Jorgen Randers – 2052
From Amazon.com: Forty years ago, The Limits to Growth study addressed the grand question of how humans would adapt to the physical limitations of planet Earth. It predicted that during the first half of the 21st century the ongoing growth in the human ecological footprint would stop-either through catastrophic “overshoot and collapse”-or through well-managed “peak and decline.”
So, where are we now? And what does our future look like? In the book 2052, Jorgen Randers, one of the co-authors of Limits to Growth, issues a progress report and makes a forecast for the next forty years. To do this, he asked dozens of experts to weigh in with their best predictions on how our economies, energy supplies, natural resources, climate, food, fisheries, militaries, political divisions, cities, psyches, and more will take shape in the coming decades. He then synthesized those scenarios into a global forecast of life as we will most likely know it in the years ahead.

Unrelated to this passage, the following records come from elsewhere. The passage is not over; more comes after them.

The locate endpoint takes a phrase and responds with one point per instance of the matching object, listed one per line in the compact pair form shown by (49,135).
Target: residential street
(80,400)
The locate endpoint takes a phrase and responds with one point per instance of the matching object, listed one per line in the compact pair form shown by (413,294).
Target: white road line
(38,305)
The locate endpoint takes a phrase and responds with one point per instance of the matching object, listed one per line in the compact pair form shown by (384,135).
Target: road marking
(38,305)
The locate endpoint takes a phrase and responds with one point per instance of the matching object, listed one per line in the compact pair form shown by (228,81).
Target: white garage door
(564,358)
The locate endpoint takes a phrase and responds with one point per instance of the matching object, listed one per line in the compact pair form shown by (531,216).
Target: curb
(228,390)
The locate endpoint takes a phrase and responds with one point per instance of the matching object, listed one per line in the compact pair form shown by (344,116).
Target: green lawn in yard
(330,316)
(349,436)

The good news: we will see impressive advances in resource efficiency, and an increasing focus on human well-being rather than on per capita income growth. But this change might not come as we expect. Future growth in population and GDP, for instance, will be constrained in surprising ways-by rapid fertility decline as result of increased urbanization, productivity decline as a result of social unrest, and continuing poverty among the poorest 2 billion world citizens. Runaway global warming, too, is likely.

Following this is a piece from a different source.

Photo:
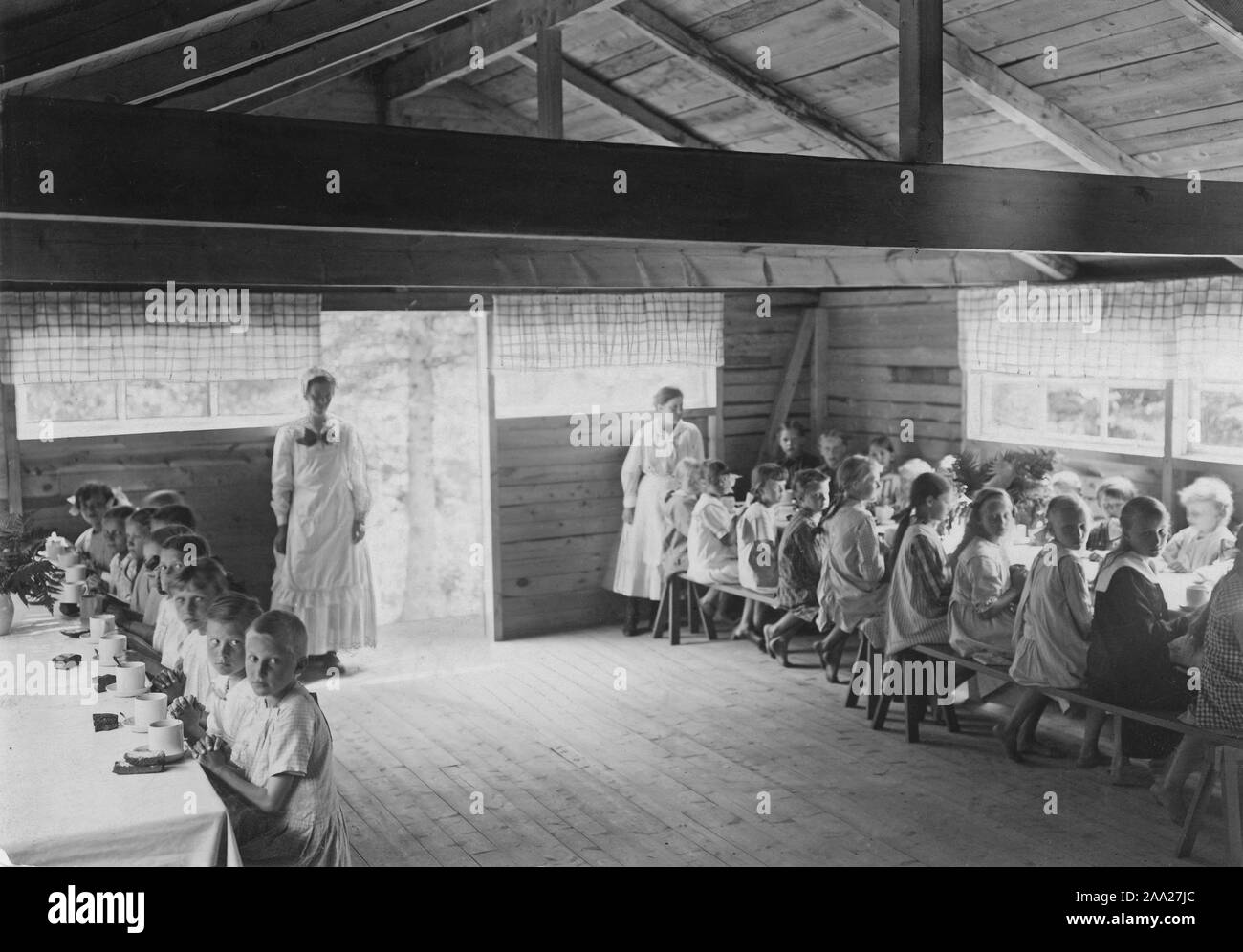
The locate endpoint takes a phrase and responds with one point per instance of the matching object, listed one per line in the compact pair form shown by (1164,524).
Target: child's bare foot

So, how do we prepare for the years ahead? With heart, fact, and wisdom, Randers guides us along a realistic path into the future and discusses what readers can do to ensure a better life for themselves and their children during the increasing turmoil of the next forty years.
Youtube text: published May 5, 2013 – In my usual Sunday morning sermon from Doomsday Rock, old Preacher Hambone reads from his newest Bible of the Apocalypse. This week’s book is Jorgen Rander’s “2052: A Global Forecast for the Next Forty Years.” Only problem is, it’s not quite so Apocalyptic as I was assuming it was going to be.